Slabs of tar treated cork were once used in industrial and commercial buildings to insulate chill rooms and cold storage rooms. This photo show tar treated cork that has been mounted to the arched ceiling. At some places the cork slabs have become loose. In this case tar treated cork also lies behind the wall tiles. Sometimes tar cork may be found  between the brickwork within the wall itself.

Tar cork insulation

Close-up of ceiling shown on the previous photo.

Building Exterior: Roofing Felt

Roofing felt

Roofing felt is felt that has been treated either with tar or bitumen and is usually finished with a sandy surface.  Until the 1970's roofing felt was tar based and therefore contained PAH.

Modern bitumen based roofing felt.

One method of applying roofing felt involves heating bitumen to seal the edges of the  sheeting.
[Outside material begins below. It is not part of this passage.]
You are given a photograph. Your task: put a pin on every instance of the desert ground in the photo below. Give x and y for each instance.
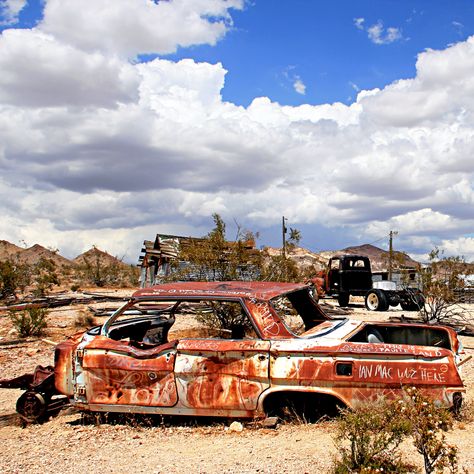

Sometimes one layer of new roofing felt is placed on top of an older one so that a roof may have several layers of felting. Especially the lower layers are liable to be tar based and contain PAH. Tar based roofing felt is not a risk to the building occupants but requires proper disposal and implementation of health and safety measures during demolition.

Roofing felt

Flat roofs with gravel coverings sometimes have roof felt underneath the gravel.

Close up of roof covered with roof felting.

Roofing felt

Today, bitumen products are considered to be environmentally compatible and are only treated as hazardous when tar has been added to the bitumen. This picture taken in the east of Berlin shows roofing material that is reported to have been imported from eastern Europe. The roofing consists of coated aluminium foil (see next photo). Given its source and age a high PAH content is considered to likely.

Roofing felt

Close up of the previous photo. Roofing made of black coated aluminium sheeting. Its age and source indicate it to contain PAH.

Other Tar Containing Materials

Layer considered to contain PAH at a roof opening.

Tar containing materials

Close-up of previous photo.

Tar containing coatings

Tar containing coatings used to be used at the exterior of the building below ground to protect steel, concrete and brickwork from moisture

Tarmac surfacing

Tarmac was once predominantly made of tar as opposed to today's bitumen. In the old Federal States the use of tar in road construction was mainly phased out during the 1970's. It was ultimately banned in 1984.  The use of tar for road construction in the New Federal States was first banned with the reunion of Germany. Old tarmac surfacing dating back to the 1970's and older can contain high levels of PAH. Modern asphalt surfacing usually contains < 100 mg/kg PAH.